29.07.2014 | Orchideen für Zuhause

Gärtnerei Penger, Gemeingrubenweg 10, 8793 Trofaiach
  

Orchideen für Zuhause
Lange galten Orchideen als schwierige Pflanzen die nur bei Experten gedeihen. Inzwischen zählen sie zu den beliebtesten Topfpflanzen.
Orchideen findet man in fast allen Teilen der Erde. Die größte Vielfalt kommt jedoch in den Tropen vor. Aus dieser Region kommen auch die meisten Sorten die bei uns als Zimmerpflanzen kultiviert werden. Orchideen mögen keine direkte Sonne, brauchen aber viel Licht. Die meisten tropischen Orchideen wachsen in ihrer Heimat als Epiphyten auf Bäumen, in deren Kronen sie sich mit Luftwurzeln an den Ästen festhalten.
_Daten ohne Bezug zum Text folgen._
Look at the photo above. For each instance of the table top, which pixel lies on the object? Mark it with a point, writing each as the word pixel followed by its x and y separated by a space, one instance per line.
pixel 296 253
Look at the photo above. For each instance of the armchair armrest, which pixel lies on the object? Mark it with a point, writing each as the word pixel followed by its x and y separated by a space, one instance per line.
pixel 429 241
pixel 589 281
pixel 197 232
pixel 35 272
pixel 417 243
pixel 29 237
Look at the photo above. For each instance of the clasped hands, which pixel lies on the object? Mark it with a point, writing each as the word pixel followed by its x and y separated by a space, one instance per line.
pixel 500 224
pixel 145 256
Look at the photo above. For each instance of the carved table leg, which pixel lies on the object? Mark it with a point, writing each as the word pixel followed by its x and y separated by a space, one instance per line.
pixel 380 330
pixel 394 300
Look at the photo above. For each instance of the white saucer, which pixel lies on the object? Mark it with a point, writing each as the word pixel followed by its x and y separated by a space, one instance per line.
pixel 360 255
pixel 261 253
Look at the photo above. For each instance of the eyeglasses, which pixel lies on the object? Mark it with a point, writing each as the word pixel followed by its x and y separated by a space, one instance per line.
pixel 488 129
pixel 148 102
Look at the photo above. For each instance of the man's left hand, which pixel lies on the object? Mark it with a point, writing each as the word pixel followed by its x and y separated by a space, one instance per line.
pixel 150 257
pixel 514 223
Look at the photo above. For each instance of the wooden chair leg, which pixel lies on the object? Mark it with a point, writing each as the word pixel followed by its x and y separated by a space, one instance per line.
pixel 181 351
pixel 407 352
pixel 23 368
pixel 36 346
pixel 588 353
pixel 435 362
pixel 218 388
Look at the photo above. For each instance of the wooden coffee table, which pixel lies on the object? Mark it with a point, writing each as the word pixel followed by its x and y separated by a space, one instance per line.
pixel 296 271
Sie sind keine Schmarotzer sondern wachsen als Aufsitzerpflanze und nehmen die benötigten Nährstoffe und Wasser über ihre Luftwurzeln auf. Keinesfalls dürfen Orchideen in normale Blumenerde gepflanzt werden. Hierfür gibt es ein Orchideensubstrat. Als Aufsitzerpflanze werden Orchideen mit Regenwasser versorgt. Beim gießen sollte daher weiches Wasser verwendet werden. Man kann die Pflanze samt Topf tauchen, gut abtropfen lassen. Staunässe soll unbedingt vermieden werden.
In der Wachstumszeit brauchen Orchideen regelmäßig Dünger. Man nimmt dazu Orchideendünger da die Wurzeln sehr salzempfindlich sind.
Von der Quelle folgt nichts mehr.